If I told you back in March that while the Cleveland Indians were sitting at 87 victories in mid-September, they would also be on the outside-looking-in as far as any kind of seat at the October dinner table, your reaction might be a mix of surprise and skepticism.

If I told you the Tribe would be four and a half games back of the Minnesota Twins, who, after adding the likes of Nelson Cruz and C.J. Cron would suddenly conjure up memories of the 1927 New York Yankees, some of you historical revisionists might shout, "I told you the Twins would rewrite the record books!" 

But how about if I told you the Indians would cobble together 87 wins on September 16th and would be without the services of Francisco Lindor, Mike Clevinger, Corey Kluber, Carlos Carrasco and Jose Ramirez for extended periods of time? That they would sit eleven and a half games behind the Twins in early June after beginning the season with an offense featuring the likes of Max Moroff, Eric Stamets, and Brad Miller, to go along with over-the-hill vets Carlos Gonzalez and Hanley Ramirez? Or that Ramirez(Jose) would hover around the Mendoza Line for much of the first half before becoming white-hot after the All-Star break, only to lose him for the season with a hand fracture?

If I proclaimed all of this would take place back in March, you would be telling me I had green beer coming out of my ears.

Here's what I AM telling you today: Regardless of how the month of September finishes up, this is Terry Francona's best work as Manager of the Indians since taking the reins back in 2013. 

He deserves serious consideration for Manager of the Year after navigating the angry waters of 2019.

You might argue a deep run in October of 2016 that saw the Indians somehow get to a World Series Game 7 against the heavily favored Cubs was Tito's best work. That argument has plenty of merit when you consider the club lost Carrasco in late September after a freak line-drive fractured his hand. That would be followed by Trevor Bauer being unavailable for the playoffs after mangling his finger while performing routine maintenance on his collection of drones.

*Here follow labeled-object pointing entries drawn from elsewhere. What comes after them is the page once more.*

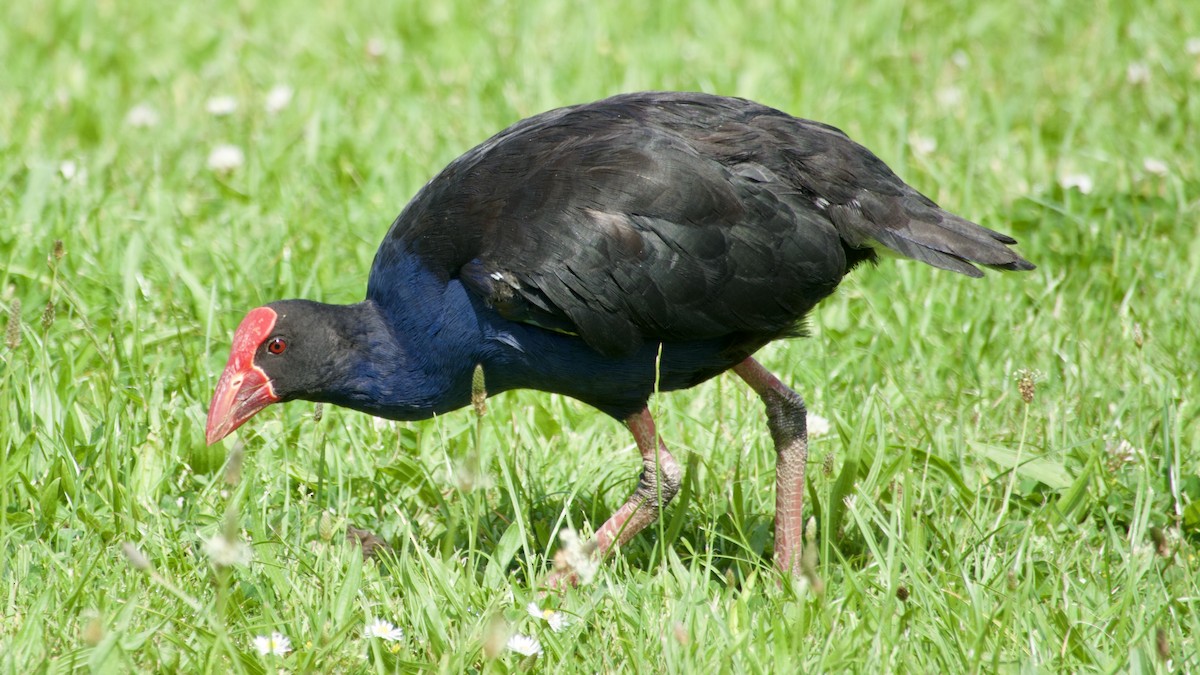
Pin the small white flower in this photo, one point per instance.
(576, 556)
(376, 47)
(557, 620)
(69, 169)
(275, 644)
(1080, 181)
(817, 425)
(225, 553)
(225, 159)
(1138, 73)
(279, 97)
(525, 645)
(384, 631)
(1155, 166)
(142, 117)
(221, 106)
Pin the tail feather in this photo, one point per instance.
(915, 226)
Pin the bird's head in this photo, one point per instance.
(282, 351)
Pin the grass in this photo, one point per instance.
(960, 526)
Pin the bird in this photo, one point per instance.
(609, 251)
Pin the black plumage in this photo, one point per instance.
(603, 250)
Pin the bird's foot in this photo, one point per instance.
(370, 542)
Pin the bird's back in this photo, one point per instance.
(665, 217)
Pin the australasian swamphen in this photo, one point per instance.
(646, 242)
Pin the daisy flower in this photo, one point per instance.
(225, 553)
(275, 644)
(384, 631)
(225, 159)
(279, 97)
(557, 620)
(525, 645)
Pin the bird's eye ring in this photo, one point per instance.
(276, 346)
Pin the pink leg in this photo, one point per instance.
(659, 481)
(658, 484)
(786, 419)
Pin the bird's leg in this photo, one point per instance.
(789, 430)
(659, 483)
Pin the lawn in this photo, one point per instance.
(1009, 481)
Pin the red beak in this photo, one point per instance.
(244, 388)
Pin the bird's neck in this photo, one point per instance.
(417, 348)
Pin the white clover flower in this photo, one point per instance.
(225, 553)
(221, 106)
(576, 556)
(525, 645)
(1155, 166)
(557, 620)
(279, 97)
(384, 631)
(225, 159)
(1080, 181)
(142, 117)
(817, 425)
(376, 47)
(275, 644)
(69, 168)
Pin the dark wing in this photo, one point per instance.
(663, 216)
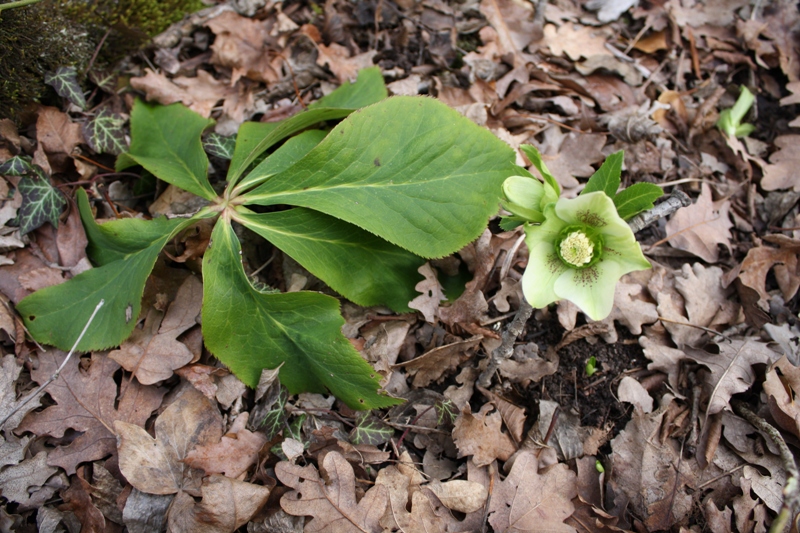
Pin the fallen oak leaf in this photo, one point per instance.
(332, 501)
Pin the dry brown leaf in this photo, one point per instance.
(427, 303)
(781, 173)
(731, 369)
(331, 502)
(200, 94)
(435, 364)
(87, 402)
(760, 259)
(575, 41)
(153, 352)
(58, 135)
(644, 469)
(479, 435)
(226, 505)
(17, 481)
(243, 45)
(529, 500)
(233, 455)
(155, 465)
(701, 227)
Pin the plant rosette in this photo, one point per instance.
(578, 253)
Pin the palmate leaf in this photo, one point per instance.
(165, 140)
(219, 145)
(105, 133)
(41, 202)
(408, 169)
(364, 268)
(250, 330)
(65, 81)
(55, 315)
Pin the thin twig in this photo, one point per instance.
(58, 371)
(791, 489)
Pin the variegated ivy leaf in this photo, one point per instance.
(105, 133)
(65, 81)
(219, 146)
(16, 166)
(370, 430)
(41, 202)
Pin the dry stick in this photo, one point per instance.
(791, 490)
(58, 371)
(674, 201)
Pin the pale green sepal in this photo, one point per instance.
(607, 177)
(362, 267)
(536, 159)
(538, 280)
(166, 141)
(524, 197)
(250, 330)
(408, 169)
(591, 289)
(56, 315)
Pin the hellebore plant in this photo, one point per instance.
(360, 205)
(579, 248)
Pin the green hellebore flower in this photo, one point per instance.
(579, 253)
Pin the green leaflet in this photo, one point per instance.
(55, 315)
(364, 268)
(606, 178)
(427, 184)
(166, 141)
(105, 133)
(636, 198)
(249, 330)
(65, 81)
(41, 202)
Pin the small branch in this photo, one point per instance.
(791, 489)
(55, 375)
(674, 201)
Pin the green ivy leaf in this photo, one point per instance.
(16, 166)
(219, 146)
(166, 141)
(288, 154)
(65, 81)
(41, 202)
(636, 198)
(249, 331)
(408, 169)
(55, 315)
(105, 133)
(255, 138)
(364, 268)
(606, 178)
(370, 430)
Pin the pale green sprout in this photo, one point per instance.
(730, 120)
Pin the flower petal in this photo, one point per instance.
(591, 289)
(544, 268)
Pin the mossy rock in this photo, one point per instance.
(55, 33)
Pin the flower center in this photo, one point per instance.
(576, 249)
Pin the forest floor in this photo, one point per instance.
(655, 439)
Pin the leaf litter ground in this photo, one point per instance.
(520, 453)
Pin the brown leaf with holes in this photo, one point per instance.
(87, 401)
(156, 465)
(530, 500)
(701, 227)
(331, 498)
(226, 505)
(233, 455)
(153, 352)
(480, 436)
(437, 363)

Oh yeah, and there were antics from Bauer this year that prompted his relocation down I-71 to Cincinnati after a trade with the Reds.

A plethora of injuries, including a cancer diagnosis for one of the most beloved guys in the organization in Carrasco, a trade involving a guy who had worn out his welcome in the clubhouse, and the departure of a key middle of the order bat in Michael Brantley to Houston.

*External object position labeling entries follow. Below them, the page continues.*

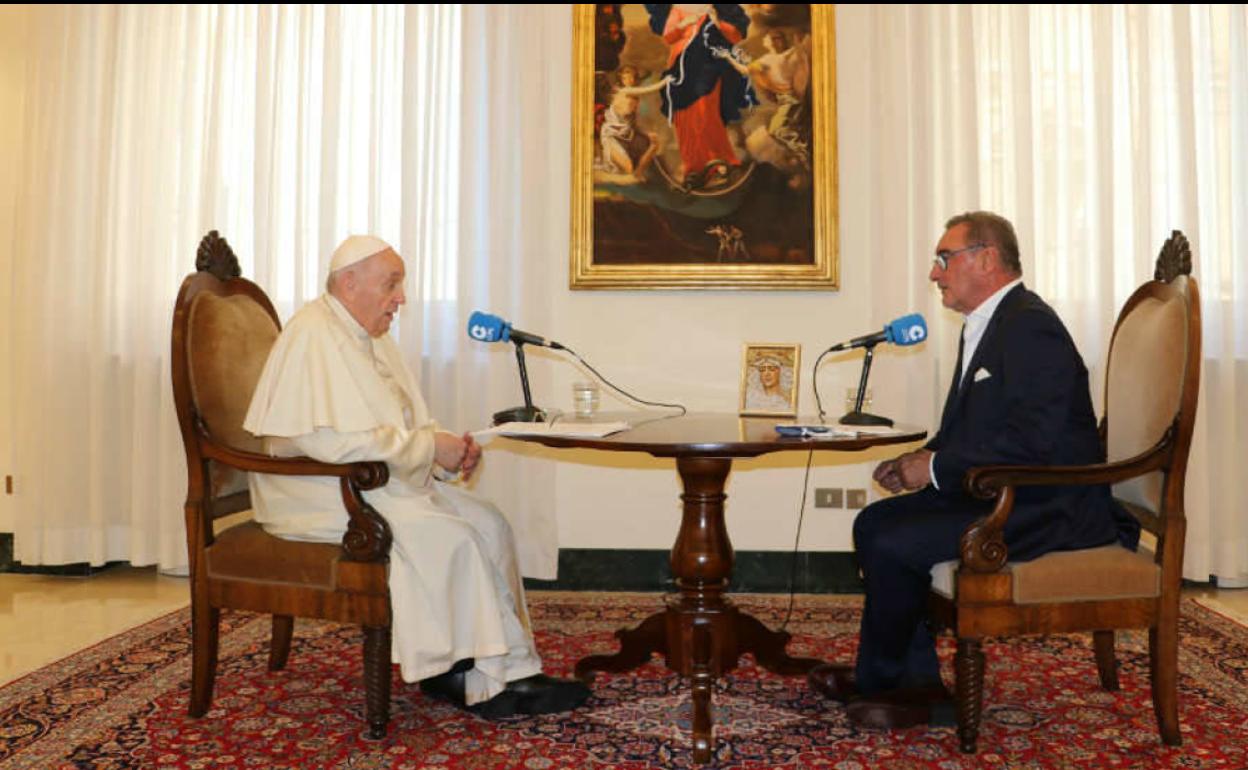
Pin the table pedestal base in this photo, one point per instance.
(702, 634)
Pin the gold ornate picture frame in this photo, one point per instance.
(748, 201)
(769, 380)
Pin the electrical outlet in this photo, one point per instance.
(829, 498)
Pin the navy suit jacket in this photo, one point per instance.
(1025, 401)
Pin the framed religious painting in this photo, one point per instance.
(769, 380)
(704, 147)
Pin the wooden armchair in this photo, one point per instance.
(1150, 407)
(224, 328)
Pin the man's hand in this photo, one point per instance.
(910, 471)
(915, 468)
(449, 451)
(472, 456)
(457, 453)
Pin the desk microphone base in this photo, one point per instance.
(862, 418)
(521, 414)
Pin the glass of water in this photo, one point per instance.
(584, 398)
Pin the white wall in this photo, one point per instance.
(687, 347)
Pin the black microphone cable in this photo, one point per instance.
(814, 383)
(796, 539)
(622, 391)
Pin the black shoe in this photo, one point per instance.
(833, 682)
(532, 695)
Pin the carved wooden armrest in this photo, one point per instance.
(982, 545)
(368, 536)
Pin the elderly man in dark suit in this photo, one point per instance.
(1020, 396)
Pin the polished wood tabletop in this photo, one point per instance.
(702, 634)
(716, 434)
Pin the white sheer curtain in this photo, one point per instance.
(285, 127)
(1097, 130)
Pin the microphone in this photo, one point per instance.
(906, 330)
(486, 327)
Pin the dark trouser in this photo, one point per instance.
(897, 542)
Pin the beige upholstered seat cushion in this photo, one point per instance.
(247, 552)
(1108, 572)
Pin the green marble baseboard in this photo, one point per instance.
(768, 572)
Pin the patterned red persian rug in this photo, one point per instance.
(122, 704)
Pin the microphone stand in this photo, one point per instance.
(528, 412)
(858, 417)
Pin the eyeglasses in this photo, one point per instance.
(942, 257)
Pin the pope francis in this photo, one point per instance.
(336, 388)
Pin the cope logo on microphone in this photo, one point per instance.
(914, 335)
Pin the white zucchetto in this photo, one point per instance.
(356, 248)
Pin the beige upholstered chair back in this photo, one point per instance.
(1152, 377)
(227, 343)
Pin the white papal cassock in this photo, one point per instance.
(335, 393)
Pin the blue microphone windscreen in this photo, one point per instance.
(484, 327)
(907, 330)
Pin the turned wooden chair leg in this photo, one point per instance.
(280, 648)
(205, 623)
(969, 692)
(377, 679)
(1163, 675)
(1106, 662)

And yet here are the Indians, battered and bruised and staggering to a regular season finish line that has twelve games to be played. They sit four and a half back of Minnesota and a game and a half back of a much more realistic goal that is a Wild Card berth. I don't know if they have enough gas left in the tank to entertain us in October. What I do know is, the fact that we are even having this discussion is astonishing. It's also one more testament to Manager Terry Francona's uncanny ability to guide the ship through the choppiest of seas.